Começo com uma confissão: fui um aspirante a intelectual. Quase cinquenta anos se passaram. Como editor, tive o privilégio de trabalhar com vários autênticos intelectuais, muitos deles cristãos com a mais elevada dedicação ao nosso Senhor e Salvador. Tenho lido, relido, estudado e escrito a respeito das obras de muitíssimos intelectuais, em sua maioria abertamente não cristãos. Ao longo dos últimos dois anos, intensifiquei minha atenção sobre essa ambígua classe sociológica. Creio que estou pronto para outra confissão: Ser um intelectual, afinal de contas, não é nada de especial, nada que deva ser motivo de admiração ou condenação. Por quê? Porque todos os cristãos são chamados para serem intelectuais conforme a sua capacidade, e conforme o que for adequado à obra para a qual foram chamados. Ninguém é chamado para ser um pensador desleixado!

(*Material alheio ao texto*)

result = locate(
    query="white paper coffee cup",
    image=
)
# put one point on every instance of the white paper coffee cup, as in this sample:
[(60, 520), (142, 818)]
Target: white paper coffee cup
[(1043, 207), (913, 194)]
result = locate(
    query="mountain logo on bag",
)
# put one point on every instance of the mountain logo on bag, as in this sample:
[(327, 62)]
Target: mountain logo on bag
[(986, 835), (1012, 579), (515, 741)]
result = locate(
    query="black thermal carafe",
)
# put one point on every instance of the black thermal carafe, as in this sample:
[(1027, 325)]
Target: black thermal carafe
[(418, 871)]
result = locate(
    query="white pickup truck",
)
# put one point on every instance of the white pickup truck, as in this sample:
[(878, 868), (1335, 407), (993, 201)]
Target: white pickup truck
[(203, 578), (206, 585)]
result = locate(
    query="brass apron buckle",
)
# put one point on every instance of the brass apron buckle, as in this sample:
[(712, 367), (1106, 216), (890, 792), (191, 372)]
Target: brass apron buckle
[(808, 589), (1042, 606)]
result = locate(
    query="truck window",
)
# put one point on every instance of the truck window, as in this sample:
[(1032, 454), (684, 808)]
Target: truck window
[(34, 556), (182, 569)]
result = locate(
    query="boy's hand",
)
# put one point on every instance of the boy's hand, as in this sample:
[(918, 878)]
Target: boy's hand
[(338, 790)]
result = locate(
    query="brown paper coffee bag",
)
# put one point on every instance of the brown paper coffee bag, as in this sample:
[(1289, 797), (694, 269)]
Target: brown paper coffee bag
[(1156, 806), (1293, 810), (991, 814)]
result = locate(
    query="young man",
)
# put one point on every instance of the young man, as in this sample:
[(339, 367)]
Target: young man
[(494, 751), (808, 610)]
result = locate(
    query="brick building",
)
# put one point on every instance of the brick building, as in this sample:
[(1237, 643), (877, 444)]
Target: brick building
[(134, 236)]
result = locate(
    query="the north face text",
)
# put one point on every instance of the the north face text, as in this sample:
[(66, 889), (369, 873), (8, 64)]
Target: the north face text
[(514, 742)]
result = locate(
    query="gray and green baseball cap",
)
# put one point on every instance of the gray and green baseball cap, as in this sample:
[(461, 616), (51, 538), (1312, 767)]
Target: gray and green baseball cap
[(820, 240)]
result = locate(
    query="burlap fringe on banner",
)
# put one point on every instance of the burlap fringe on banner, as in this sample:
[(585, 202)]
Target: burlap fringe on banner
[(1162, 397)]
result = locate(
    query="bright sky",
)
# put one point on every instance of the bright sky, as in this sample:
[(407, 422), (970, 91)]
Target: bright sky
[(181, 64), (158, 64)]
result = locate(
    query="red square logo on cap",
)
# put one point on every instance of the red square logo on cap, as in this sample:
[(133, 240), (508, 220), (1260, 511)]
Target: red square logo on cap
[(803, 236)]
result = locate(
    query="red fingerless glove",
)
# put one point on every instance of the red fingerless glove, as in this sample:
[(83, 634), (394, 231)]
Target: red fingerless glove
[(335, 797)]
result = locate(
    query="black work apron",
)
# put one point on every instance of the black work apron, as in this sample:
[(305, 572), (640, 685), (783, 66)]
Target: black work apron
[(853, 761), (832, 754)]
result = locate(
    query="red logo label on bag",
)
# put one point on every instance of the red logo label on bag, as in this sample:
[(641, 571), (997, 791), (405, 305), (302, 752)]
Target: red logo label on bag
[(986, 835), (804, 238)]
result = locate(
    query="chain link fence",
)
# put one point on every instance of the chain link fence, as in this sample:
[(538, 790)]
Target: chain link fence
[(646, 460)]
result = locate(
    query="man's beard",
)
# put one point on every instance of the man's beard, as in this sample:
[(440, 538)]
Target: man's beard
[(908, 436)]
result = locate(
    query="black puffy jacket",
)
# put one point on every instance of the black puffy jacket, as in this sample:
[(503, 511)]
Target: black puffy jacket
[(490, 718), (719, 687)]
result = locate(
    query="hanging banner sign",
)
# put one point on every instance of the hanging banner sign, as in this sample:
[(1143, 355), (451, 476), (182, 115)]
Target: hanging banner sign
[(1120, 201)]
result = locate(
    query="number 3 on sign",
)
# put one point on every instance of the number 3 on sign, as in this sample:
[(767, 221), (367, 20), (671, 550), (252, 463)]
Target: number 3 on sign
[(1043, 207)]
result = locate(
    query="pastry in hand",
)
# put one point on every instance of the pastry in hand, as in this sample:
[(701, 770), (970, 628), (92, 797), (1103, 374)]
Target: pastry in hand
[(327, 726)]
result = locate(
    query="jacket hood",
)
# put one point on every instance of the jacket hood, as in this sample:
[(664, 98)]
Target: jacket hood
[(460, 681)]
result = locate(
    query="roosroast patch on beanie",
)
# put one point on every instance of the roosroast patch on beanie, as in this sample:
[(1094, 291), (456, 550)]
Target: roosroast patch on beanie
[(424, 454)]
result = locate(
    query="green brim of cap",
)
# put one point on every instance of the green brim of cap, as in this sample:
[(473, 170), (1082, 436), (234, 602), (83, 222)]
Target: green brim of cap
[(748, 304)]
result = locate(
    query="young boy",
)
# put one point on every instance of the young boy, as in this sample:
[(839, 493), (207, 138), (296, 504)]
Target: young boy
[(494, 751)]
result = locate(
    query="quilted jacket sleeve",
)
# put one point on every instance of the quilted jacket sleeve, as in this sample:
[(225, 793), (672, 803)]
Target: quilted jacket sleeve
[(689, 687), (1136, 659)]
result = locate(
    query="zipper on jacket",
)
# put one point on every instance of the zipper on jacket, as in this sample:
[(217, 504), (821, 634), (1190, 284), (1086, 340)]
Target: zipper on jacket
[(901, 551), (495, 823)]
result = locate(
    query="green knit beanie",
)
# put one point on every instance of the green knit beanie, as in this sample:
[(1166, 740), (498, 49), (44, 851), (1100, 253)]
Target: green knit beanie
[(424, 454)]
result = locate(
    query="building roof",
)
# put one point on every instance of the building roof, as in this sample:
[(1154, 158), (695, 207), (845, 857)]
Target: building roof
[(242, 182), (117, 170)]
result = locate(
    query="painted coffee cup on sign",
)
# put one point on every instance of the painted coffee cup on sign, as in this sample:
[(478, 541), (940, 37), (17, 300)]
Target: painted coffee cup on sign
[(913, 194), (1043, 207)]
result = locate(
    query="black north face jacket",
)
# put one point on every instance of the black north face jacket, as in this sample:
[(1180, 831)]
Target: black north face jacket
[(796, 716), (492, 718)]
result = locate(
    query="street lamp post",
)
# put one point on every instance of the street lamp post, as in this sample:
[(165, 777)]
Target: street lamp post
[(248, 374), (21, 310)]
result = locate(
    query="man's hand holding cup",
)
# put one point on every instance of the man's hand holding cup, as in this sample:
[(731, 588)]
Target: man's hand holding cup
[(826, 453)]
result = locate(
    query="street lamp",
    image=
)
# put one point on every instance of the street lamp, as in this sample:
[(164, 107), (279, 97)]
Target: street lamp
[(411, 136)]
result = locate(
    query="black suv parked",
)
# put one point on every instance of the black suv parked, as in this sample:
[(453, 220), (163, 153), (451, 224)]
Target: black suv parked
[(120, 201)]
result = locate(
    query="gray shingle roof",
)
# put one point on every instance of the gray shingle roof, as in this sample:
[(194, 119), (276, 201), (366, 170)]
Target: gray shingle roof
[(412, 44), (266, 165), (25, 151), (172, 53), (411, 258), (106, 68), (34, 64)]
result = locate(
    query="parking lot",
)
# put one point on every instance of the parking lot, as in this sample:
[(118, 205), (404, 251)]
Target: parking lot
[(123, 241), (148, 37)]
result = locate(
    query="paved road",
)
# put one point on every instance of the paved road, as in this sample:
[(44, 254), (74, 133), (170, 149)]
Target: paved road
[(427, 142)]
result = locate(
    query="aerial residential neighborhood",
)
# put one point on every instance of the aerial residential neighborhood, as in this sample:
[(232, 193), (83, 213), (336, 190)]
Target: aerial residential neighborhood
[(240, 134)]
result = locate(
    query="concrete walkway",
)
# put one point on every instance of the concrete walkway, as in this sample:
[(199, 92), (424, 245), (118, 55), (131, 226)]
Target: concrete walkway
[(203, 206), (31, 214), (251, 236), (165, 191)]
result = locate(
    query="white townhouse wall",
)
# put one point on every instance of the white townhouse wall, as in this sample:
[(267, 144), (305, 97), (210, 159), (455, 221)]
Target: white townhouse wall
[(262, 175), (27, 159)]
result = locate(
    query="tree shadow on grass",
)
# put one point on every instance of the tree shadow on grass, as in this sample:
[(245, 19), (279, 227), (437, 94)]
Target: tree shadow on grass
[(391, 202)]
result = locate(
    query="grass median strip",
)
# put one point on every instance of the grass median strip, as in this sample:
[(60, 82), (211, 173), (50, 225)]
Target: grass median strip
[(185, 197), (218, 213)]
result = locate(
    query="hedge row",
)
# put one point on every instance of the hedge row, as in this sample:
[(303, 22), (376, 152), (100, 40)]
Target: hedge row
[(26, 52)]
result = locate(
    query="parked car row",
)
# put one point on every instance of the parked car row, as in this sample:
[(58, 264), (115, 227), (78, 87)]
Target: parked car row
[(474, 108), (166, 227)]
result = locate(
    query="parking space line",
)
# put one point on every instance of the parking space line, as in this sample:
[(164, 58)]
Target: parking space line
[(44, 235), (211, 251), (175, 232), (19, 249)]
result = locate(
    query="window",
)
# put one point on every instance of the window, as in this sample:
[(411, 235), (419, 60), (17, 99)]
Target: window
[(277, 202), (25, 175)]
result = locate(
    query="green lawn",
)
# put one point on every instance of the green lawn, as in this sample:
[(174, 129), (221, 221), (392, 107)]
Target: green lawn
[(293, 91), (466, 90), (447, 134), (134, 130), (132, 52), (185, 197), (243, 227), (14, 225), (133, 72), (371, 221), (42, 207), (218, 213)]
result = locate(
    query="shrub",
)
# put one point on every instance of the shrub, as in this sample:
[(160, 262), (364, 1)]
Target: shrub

O chamado para o trabalho intelectual

Ser ou não ser um intelectual dificilmente é uma questão de volição pessoal. Ao menos, não para a maioria das pessoas. Um intelectual precisa ser razoavelmente inteligente. Não é o caso de todos. Um intelectual deve ter acesso à educação. (Não precisa ser necessariamente uma formação acadêmica — pense em Václav Havel ou Eric Hoffer[1] — mas precisa incluir a possibilidade de uma leitura ampla e profunda de uma vasta gama de disciplinas.) Muitas pessoas inteligentes não têm esse acesso. Um intelectual precisa ter uma habilidade incomum de comunicação e acesso a publicações. É um triste fato que muitas pessoas inteligentes que conseguem compreender ideias complexas não sabem como transmiti-las. Seu texto é confuso, desorganizado, insípido e obscuro, absolutamente desprovido de imaginação e, portanto, de sabor. Já muitas pessoas que sabem escrever, por uma miríade de motivos, não conseguem publicar seus textos.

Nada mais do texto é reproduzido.